Bronx Defenders Statement on DOI Report on NYPD Violence and Misconduct


***FOR IMMEDIATE RELEASE*** 

December 18, 2020 

CONTACT
Ryan Karerat, The Bronx Defenders (RKarerat@bronxdefenders.org)

(NEW YORK, NY) – The New York City Department of Investigation today released its report on the NYPD’s conduct during the summer’s protests against the killing of George Floyd and the endemic police violence against the Black community. 

Justine Olderman, Executive Director of The Bronx Defenders, released the following statement in response: 

“It has taken months for the city to acknowledge what was clear to anyone paying attention this summer: the NYPD’s handling of the protests amounted to an unconscionable, calculated, and violent attack on the entire city.  The report lays out a clear picture of a police department that does not see itself as accountable to the communities it is meant to serve, and a Mayor that is unwilling and incapable of reining it in. 

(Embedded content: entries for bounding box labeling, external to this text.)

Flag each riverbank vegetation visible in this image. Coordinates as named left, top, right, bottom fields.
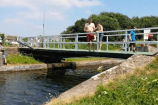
left=49, top=57, right=158, bottom=105
left=65, top=57, right=110, bottom=62
left=7, top=54, right=42, bottom=64
left=62, top=12, right=158, bottom=41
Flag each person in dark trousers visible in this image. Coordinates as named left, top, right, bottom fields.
left=129, top=25, right=136, bottom=52
left=84, top=18, right=95, bottom=52
left=95, top=22, right=104, bottom=52
left=0, top=42, right=7, bottom=65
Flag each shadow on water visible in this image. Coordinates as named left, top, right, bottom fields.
left=0, top=63, right=117, bottom=105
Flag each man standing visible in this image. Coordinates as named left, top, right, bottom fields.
left=0, top=42, right=7, bottom=65
left=84, top=18, right=95, bottom=51
left=129, top=25, right=136, bottom=52
left=95, top=22, right=104, bottom=52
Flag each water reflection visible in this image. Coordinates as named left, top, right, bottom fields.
left=0, top=69, right=95, bottom=105
left=0, top=63, right=116, bottom=105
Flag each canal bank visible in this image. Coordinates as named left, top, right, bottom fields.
left=0, top=58, right=122, bottom=71
left=46, top=55, right=154, bottom=105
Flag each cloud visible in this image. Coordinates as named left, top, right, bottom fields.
left=86, top=10, right=91, bottom=14
left=0, top=0, right=101, bottom=9
left=3, top=18, right=24, bottom=25
left=17, top=11, right=64, bottom=20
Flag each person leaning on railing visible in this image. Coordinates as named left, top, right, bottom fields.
left=84, top=18, right=95, bottom=51
left=129, top=25, right=136, bottom=52
left=0, top=42, right=7, bottom=65
left=95, top=22, right=104, bottom=52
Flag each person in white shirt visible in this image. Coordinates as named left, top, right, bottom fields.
left=84, top=18, right=95, bottom=51
left=95, top=22, right=104, bottom=52
left=0, top=42, right=7, bottom=65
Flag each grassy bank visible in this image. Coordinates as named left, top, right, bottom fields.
left=65, top=57, right=110, bottom=62
left=48, top=57, right=158, bottom=105
left=7, top=54, right=41, bottom=64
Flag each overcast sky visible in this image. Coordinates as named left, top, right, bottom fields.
left=0, top=0, right=158, bottom=36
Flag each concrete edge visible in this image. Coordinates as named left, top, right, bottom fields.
left=0, top=64, right=47, bottom=71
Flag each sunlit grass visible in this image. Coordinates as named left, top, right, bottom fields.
left=49, top=57, right=158, bottom=105
left=7, top=54, right=41, bottom=64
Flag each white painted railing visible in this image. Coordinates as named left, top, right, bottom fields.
left=18, top=27, right=158, bottom=53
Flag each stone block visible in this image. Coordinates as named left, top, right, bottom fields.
left=136, top=46, right=149, bottom=52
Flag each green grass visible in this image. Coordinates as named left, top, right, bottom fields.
left=49, top=39, right=122, bottom=50
left=7, top=54, right=41, bottom=64
left=67, top=57, right=158, bottom=105
left=65, top=57, right=108, bottom=62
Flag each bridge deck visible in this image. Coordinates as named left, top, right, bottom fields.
left=35, top=48, right=155, bottom=55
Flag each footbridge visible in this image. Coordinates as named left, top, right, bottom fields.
left=18, top=27, right=158, bottom=63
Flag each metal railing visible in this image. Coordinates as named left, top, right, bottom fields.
left=18, top=27, right=158, bottom=54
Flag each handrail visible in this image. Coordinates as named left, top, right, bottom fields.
left=18, top=27, right=158, bottom=54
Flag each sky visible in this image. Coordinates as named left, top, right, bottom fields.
left=0, top=0, right=158, bottom=37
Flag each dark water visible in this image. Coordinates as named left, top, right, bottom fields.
left=0, top=69, right=100, bottom=105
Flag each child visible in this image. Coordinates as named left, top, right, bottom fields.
left=0, top=42, right=7, bottom=65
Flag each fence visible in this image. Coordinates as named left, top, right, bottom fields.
left=18, top=27, right=158, bottom=53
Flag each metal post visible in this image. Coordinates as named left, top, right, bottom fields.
left=97, top=32, right=99, bottom=52
left=60, top=36, right=62, bottom=49
left=106, top=36, right=109, bottom=51
left=125, top=31, right=127, bottom=54
left=75, top=34, right=78, bottom=51
left=63, top=38, right=65, bottom=49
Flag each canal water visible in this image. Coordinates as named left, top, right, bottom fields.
left=0, top=66, right=102, bottom=105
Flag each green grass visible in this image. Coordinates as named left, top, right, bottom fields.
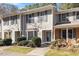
left=45, top=49, right=79, bottom=56
left=5, top=46, right=34, bottom=54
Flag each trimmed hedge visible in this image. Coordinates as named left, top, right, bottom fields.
left=0, top=40, right=4, bottom=46
left=0, top=39, right=12, bottom=46
left=31, top=37, right=41, bottom=47
left=18, top=40, right=29, bottom=46
left=16, top=37, right=26, bottom=43
left=3, top=39, right=12, bottom=46
left=27, top=41, right=36, bottom=47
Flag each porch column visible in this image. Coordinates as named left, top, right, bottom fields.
left=66, top=28, right=68, bottom=41
left=53, top=28, right=55, bottom=40
left=26, top=31, right=28, bottom=40
left=33, top=30, right=35, bottom=37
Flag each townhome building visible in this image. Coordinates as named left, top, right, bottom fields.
left=54, top=8, right=79, bottom=41
left=0, top=4, right=79, bottom=44
left=0, top=4, right=56, bottom=43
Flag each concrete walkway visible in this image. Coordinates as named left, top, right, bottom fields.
left=26, top=47, right=49, bottom=56
left=0, top=46, right=49, bottom=56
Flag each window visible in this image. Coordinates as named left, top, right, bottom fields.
left=38, top=10, right=48, bottom=22
left=3, top=17, right=9, bottom=25
left=26, top=13, right=34, bottom=23
left=11, top=15, right=18, bottom=25
left=76, top=12, right=79, bottom=19
left=28, top=31, right=37, bottom=40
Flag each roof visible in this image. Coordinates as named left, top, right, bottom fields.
left=54, top=22, right=79, bottom=28
left=3, top=4, right=53, bottom=18
left=59, top=7, right=79, bottom=14
left=23, top=4, right=53, bottom=14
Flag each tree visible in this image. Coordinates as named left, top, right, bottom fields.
left=60, top=3, right=79, bottom=10
left=0, top=3, right=18, bottom=16
left=22, top=3, right=55, bottom=10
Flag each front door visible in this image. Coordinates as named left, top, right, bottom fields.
left=15, top=31, right=20, bottom=41
left=42, top=30, right=51, bottom=42
left=4, top=32, right=11, bottom=39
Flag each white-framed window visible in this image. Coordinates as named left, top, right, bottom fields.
left=10, top=15, right=18, bottom=25
left=3, top=17, right=9, bottom=26
left=37, top=10, right=51, bottom=22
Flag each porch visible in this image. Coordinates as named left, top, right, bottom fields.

There was police misconduct across the board, with individual officers beating protestors and violently repressing people’s exercise of their First Amendment rights and doing so at the direction of NYPD officials. The report also confirms that the NYPD made a deliberate decision to target the predominantly Black and brown protestors in the South Bronx on the night of June 4th with a higher level of violence than in other boroughs. 

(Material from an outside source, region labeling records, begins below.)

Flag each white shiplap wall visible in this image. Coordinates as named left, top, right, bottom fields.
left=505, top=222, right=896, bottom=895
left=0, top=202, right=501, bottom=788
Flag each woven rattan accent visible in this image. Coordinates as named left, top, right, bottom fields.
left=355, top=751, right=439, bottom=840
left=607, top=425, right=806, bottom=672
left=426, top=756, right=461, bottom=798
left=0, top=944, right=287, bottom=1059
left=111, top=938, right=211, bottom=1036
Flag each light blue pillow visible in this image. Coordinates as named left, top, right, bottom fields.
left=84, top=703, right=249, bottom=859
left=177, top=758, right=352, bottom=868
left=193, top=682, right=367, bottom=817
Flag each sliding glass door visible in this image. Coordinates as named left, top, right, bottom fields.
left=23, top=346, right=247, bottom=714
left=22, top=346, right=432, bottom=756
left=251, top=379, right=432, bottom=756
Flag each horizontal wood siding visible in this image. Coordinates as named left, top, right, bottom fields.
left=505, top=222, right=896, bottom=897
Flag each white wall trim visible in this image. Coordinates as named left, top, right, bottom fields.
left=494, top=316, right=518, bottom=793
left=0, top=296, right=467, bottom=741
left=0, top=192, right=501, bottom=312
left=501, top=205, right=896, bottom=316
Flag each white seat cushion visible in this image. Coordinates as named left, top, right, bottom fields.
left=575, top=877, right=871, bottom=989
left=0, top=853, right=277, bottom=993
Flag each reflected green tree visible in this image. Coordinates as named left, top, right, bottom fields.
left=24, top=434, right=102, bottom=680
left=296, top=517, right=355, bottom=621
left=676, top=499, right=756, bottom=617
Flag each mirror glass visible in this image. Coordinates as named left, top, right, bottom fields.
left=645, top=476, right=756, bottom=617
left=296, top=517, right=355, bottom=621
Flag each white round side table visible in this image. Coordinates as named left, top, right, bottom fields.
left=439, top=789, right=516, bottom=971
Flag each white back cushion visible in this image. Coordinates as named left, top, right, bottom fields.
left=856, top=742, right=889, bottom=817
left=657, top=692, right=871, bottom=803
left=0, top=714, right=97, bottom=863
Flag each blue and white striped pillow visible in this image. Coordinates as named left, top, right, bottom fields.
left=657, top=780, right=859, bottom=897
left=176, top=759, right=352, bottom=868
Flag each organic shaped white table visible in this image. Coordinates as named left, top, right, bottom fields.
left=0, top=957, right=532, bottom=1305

In response to protests against police brutality, the NYPD did not seek to prevent violence. It was the violence. The city’s leaders must be held accountable for standing idly by when the police have been proven to be the aggressors and to act with impunity. 

The NYPD has thus far resorted to blame-shifting and fear mongering in response to widespread condemnation by New Yorkers shocked by what they saw. This level of institutional rot cannot be excused, explained, or reformed. It cannot be eliminated through better training or the “New York State Police Reform and Reinvention Collaborative,” which the Mayor has already ceded control of to the NYPD. The only way to keep Black and brown New Yorkers safe is to demand that policy changes at NYPD are real and concrete, not simple name or command changes, and by shrinking the policing footprint entirely so that the city can invest in services and programs that actually have an interest and commitment to uplifting our Black and brown communities.”